Come Djungle, vi sentite di più una startup o una software house?
Alessandro: Noi sentiamo di essere molto di più una startup. La componente di sviluppo software è un asset che ci permette di creare prodotti digitali, ma non è il nostro scopo ultimo. La nostra mission è sviluppare dei prodotti che abbiano un impatto positivo sui nostri clienti e utenti finali per cambiargli il modo di interagire con la tecnologia.
Giulietta: Il concetto di software house è molto legato al lavoro su commessa esterna, noi invece abbiamo un’ottica principalmente rivolta allo sviluppo di progetti interni. Abbiamo dei clienti e delle partnership per vari progetti, ma la nostra ottica principale rimane lo sviluppo di prodotti interni rivolti all’utente finale.
Spesso si mette a confronto il modello con le startup con quello delle aziende definite tradizionali, questi due mondi possono entrare in contatto per creare delle sinergie reciproche?

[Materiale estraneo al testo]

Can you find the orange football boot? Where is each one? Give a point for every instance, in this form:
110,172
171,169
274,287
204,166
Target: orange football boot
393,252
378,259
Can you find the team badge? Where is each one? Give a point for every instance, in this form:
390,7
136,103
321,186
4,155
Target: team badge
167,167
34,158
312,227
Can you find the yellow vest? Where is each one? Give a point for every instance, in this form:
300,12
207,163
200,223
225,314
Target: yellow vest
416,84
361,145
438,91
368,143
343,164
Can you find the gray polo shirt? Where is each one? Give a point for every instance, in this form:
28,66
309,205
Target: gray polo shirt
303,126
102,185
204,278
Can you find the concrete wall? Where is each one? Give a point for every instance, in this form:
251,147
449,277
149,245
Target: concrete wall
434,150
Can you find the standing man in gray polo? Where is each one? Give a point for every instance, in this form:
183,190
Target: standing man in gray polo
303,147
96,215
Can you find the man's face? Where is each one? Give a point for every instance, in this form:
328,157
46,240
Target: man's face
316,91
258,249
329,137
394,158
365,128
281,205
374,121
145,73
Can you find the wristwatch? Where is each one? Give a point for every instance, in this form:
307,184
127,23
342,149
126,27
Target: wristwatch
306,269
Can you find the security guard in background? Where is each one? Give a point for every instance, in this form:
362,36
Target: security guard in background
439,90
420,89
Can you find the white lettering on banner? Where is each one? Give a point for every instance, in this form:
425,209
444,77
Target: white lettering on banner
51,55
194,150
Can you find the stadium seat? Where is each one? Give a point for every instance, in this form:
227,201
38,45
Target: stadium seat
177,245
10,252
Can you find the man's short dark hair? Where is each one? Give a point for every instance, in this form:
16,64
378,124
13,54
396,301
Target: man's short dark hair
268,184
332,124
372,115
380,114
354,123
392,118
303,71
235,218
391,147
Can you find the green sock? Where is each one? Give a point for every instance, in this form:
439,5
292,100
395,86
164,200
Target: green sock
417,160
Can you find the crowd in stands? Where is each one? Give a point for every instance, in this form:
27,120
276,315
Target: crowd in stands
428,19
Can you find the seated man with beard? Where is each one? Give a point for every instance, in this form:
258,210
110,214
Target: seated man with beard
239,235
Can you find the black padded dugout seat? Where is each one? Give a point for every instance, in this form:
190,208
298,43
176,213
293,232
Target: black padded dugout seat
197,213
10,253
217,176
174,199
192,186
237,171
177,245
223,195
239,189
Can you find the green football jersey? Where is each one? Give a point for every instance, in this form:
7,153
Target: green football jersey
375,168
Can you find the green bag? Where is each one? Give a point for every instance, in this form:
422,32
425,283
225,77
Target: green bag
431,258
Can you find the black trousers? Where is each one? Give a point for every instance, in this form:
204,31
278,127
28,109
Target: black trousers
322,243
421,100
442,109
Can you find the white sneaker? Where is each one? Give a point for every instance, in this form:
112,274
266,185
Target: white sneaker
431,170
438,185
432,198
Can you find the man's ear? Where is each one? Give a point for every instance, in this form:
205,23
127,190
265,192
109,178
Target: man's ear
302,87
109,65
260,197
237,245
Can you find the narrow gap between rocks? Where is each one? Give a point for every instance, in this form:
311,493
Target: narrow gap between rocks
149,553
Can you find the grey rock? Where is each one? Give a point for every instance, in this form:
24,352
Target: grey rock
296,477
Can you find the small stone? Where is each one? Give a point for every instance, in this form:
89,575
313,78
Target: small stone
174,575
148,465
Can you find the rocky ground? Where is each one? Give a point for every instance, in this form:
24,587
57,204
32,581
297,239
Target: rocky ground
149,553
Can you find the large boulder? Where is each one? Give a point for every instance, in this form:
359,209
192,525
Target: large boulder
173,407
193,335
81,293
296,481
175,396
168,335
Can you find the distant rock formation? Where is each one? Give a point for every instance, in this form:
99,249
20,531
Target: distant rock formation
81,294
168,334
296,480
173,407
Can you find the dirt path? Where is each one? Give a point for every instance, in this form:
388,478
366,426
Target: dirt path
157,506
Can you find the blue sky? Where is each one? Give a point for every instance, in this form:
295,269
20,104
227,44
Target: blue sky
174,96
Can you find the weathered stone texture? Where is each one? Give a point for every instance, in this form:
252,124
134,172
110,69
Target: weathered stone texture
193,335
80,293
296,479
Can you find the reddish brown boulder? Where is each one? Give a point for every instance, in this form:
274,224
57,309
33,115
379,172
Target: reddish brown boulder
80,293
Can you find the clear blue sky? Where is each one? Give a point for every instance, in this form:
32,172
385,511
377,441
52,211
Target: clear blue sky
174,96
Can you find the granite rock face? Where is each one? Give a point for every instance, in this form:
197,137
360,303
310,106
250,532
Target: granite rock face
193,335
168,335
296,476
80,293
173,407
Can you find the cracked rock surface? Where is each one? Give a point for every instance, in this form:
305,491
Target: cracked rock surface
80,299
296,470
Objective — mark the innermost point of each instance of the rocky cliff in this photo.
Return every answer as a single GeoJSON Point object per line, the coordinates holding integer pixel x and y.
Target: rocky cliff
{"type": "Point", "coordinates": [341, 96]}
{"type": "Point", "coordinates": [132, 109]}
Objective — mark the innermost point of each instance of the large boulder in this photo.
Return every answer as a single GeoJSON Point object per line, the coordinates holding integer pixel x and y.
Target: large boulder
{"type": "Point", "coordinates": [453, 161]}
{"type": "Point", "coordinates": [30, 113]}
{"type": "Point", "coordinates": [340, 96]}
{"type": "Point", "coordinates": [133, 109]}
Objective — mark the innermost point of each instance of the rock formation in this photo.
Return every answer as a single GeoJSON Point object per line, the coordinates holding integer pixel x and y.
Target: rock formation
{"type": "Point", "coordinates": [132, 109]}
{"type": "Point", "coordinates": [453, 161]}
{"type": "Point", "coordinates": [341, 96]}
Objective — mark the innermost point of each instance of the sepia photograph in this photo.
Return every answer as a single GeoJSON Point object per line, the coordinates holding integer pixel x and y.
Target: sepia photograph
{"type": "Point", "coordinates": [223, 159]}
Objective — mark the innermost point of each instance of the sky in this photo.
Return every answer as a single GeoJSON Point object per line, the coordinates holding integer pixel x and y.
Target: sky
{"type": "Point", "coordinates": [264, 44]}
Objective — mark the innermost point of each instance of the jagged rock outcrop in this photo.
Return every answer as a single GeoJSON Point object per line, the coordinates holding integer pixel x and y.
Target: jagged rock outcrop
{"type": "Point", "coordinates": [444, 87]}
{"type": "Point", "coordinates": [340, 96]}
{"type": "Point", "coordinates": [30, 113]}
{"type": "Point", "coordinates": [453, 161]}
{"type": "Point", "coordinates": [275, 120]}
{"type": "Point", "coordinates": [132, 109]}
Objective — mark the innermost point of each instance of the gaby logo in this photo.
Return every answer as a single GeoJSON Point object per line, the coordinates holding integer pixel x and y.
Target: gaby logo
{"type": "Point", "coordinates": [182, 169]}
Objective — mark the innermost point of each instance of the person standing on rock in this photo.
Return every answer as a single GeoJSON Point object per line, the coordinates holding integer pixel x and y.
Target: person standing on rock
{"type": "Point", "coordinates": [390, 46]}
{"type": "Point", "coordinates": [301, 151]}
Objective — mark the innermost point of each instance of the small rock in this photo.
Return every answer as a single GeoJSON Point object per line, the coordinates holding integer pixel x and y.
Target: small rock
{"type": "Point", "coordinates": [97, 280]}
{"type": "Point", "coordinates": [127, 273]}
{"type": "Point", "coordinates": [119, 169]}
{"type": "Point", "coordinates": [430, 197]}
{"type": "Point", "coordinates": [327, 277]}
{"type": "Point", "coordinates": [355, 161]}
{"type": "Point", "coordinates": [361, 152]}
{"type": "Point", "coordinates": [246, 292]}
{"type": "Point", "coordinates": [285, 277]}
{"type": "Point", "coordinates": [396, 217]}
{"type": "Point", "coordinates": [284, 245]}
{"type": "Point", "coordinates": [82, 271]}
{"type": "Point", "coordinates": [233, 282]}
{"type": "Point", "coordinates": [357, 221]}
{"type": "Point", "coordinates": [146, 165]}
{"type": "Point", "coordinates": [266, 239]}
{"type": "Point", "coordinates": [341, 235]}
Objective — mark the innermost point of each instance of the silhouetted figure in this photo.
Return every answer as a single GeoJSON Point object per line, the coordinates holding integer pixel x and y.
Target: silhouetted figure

Alessandro: Questa forse è la nostra battaglia principale. Io credo che la collaborazione tra queste diverse tipologie di soggetti possa funzionare, ma serve che entrambe muovano dei passi l’una verso l’altra per riuscire a comprendersi. Le aziende consolidate hanno bisogno dell’innovazione per riuscire a mantenere la propria posizione sul mercato, soprattutto oggi che la competizione è sempre più alta ed è a livello internazionale. Essendo già affermate sul mercato da anni ed avendo validato e strutturato molti processi, per loro il cambiamento è più difficile. Il cambiamento parte principalmente da una mentalità, bisogna rendersi conto che è necessario e che significa modificare ciò che hai sempre fatto e che ha funzionato finora. Bisogna quindi allentare la propria frizione interna e aprirsi all’esterno per poter collaborare con aziende che non hanno freni. Una startup non ha processi, ha una mentalità totalmente volta al cambiamento ed è molto più libera. Per poter entrare in contatto con una startup, un’azienda tradizionale deve essere pronta a delegare parte del potere decisionale per consentire di costruire qualcosa di nuovo. La parola “Innovazione” significa appunto “fare qualcosa di nuovo”, quindi è fondamentale poter fare qualcosa che non hai fatto prima.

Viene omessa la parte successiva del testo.